We’ve had a flurry of mergers and acquisition activity in the last several days. This week alone we had several big buyouts announced, so let’s get caught up and see whether this new activity presents any buying opportunities:


Avis Budget Group Inc. (CAR) has received antitrust clearance from the U.S. to buy out Zipcar Inc. (ZIP) for $500 million. By acquiring Zipcar, Avis will be the proud owner of 10,000 vehicles across the U.S., Canada and Europe and add Zipcar’s 760,000 members. So, this acquisition which should wrap up sometime in mid-spring, should offer some interesting buying opportunities. Adding the Zipcar fleet should generate $50 million to $70 million in annual synergies. I have CAR down as a Buy and Zipcar Inc. is looking pretty good on the fundamentals side (including highly-rated sales and earnings growth).
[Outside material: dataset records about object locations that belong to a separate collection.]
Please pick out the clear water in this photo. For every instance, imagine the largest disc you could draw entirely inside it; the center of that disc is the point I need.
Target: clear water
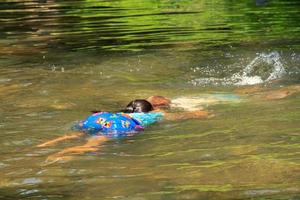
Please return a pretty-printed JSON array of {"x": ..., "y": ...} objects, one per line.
[{"x": 61, "y": 59}]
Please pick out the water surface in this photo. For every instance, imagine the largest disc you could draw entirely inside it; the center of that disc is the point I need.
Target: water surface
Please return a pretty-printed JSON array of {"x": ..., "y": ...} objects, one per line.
[{"x": 61, "y": 59}]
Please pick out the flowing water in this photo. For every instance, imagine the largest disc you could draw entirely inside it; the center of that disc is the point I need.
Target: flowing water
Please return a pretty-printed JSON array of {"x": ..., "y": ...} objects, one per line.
[{"x": 61, "y": 59}]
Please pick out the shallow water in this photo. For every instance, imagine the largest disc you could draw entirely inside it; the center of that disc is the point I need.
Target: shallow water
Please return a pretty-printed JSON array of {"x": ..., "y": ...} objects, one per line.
[{"x": 61, "y": 63}]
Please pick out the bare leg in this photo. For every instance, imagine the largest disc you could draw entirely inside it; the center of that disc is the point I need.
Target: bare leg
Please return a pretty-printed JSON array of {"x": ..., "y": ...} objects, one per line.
[
  {"x": 59, "y": 139},
  {"x": 91, "y": 146}
]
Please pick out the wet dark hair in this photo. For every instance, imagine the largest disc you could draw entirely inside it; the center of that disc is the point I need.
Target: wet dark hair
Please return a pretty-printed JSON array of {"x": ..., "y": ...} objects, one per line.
[{"x": 138, "y": 105}]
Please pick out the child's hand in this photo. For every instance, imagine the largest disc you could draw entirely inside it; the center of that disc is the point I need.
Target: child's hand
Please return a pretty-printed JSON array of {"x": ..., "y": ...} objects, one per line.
[{"x": 57, "y": 158}]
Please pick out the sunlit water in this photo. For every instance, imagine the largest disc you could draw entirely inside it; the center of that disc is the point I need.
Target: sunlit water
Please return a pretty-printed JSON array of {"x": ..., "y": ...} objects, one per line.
[{"x": 72, "y": 57}]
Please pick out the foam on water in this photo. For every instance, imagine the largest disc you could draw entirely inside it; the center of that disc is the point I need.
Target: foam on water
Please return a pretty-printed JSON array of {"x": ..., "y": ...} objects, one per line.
[
  {"x": 263, "y": 68},
  {"x": 198, "y": 102}
]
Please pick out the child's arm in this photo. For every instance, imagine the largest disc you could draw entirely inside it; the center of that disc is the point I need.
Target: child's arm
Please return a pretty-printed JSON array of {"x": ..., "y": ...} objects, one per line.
[
  {"x": 59, "y": 139},
  {"x": 91, "y": 146},
  {"x": 198, "y": 114}
]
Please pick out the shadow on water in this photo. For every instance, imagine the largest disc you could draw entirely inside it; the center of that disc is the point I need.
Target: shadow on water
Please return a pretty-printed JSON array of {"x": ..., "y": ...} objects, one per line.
[{"x": 34, "y": 27}]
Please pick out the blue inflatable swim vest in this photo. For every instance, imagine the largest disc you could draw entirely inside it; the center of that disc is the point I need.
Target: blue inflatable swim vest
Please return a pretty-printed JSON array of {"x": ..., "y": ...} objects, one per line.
[{"x": 115, "y": 125}]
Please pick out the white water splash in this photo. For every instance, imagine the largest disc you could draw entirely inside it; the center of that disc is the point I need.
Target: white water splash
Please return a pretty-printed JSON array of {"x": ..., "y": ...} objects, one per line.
[{"x": 263, "y": 68}]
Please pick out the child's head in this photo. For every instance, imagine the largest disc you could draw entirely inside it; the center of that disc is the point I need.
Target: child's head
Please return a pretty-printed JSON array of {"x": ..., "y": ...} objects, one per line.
[
  {"x": 159, "y": 102},
  {"x": 138, "y": 105}
]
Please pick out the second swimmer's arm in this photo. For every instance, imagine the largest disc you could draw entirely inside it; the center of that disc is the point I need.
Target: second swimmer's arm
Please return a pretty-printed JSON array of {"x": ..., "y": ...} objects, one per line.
[{"x": 198, "y": 114}]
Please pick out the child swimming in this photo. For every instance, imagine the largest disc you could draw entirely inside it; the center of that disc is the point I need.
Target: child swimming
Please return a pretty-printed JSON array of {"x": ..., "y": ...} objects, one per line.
[{"x": 102, "y": 126}]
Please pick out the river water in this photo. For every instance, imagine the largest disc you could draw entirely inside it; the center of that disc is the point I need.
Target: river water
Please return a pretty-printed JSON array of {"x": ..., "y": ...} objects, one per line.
[{"x": 61, "y": 59}]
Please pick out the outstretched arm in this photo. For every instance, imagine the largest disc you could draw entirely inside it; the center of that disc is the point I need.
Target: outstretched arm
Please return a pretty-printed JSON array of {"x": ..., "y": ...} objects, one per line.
[
  {"x": 59, "y": 139},
  {"x": 198, "y": 114},
  {"x": 91, "y": 145}
]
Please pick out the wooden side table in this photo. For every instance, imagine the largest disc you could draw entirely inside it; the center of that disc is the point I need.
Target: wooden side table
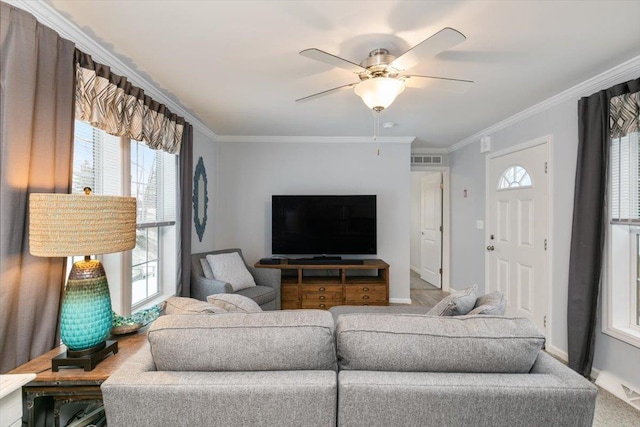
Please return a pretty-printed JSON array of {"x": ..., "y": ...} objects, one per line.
[{"x": 52, "y": 390}]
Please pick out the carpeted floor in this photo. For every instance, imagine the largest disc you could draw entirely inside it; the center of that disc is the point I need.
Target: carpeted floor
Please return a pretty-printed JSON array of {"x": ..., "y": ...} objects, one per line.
[
  {"x": 613, "y": 412},
  {"x": 610, "y": 411}
]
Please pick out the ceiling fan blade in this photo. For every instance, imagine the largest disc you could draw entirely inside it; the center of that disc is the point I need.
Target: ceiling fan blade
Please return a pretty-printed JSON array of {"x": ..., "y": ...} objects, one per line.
[
  {"x": 440, "y": 41},
  {"x": 326, "y": 92},
  {"x": 441, "y": 83},
  {"x": 334, "y": 61}
]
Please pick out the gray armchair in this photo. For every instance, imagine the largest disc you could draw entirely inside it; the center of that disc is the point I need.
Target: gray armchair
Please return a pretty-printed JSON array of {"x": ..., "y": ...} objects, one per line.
[{"x": 266, "y": 293}]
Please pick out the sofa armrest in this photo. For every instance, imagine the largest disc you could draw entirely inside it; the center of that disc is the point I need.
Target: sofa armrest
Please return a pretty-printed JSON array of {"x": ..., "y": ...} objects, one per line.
[
  {"x": 201, "y": 287},
  {"x": 270, "y": 277},
  {"x": 139, "y": 395}
]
Liberty Global Inc. (LBTYA), a broadband service provider, announced plans to buy Virgin Media Inc. (VMED) for $16 billion ($23.3 billion including debt). According to Liberty management, Virgin Media is an especially attractive takeover target due to its firm handhold in Europe’s largest media and communications market. If shareholders accept this deal, they would end up owning about 36% of the new holding company and would have approximately 26% of the voting rights. Pending approval, the deal is expected to close in the second quarter of this year. These two companies also have a solid foundation; VMED has robust sales, earnings and operating margin growth and I consider LBTYA a buy.


AMR Corp., the parent company of American Airlines, has gone bankrupt so it is currently in talks with US Airways (LCC) to form a possible merger. If the deal goes through, this would form the world’ largest airline by traffic. Nothing has been finalized, but estimates put the deal at around $11 billion. We should receive more details about the deal later this week. In the meantime, I consider LCC, a Moderately Aggressive stock, a good buy.

Going Private

Dell Inc. (DELL) dominated market headlines last week after founder Michael Dell announced that he’s taking the company private for $24.4 billion. This is the largest buyout of its kind since the financial crisis and also concludes Dell’s nearly a quarter century history on Wall Street. Dell, along with other PC makers, has been struggling while smart phones and tablets have changed the landscape of personal computing. And while the buyout will help Dell reduce costs, the company still has plenty of work cut out for it. Just take a look at its current Portfolio Grader rating: DELL outright fails my grading system in terms of sales growth, earnings growth, its track record of beating analyst estimates and more.

When you own a stock that is involved in a merger or acquisition—or even if your stock has rumors of M&A activity—it can feel like winning the lottery. However, even if a company is high in the headlines, I recommend that you run each and every one of your positions through my Portfolio Grader tool to assess their long-term fundamental health and upside potential.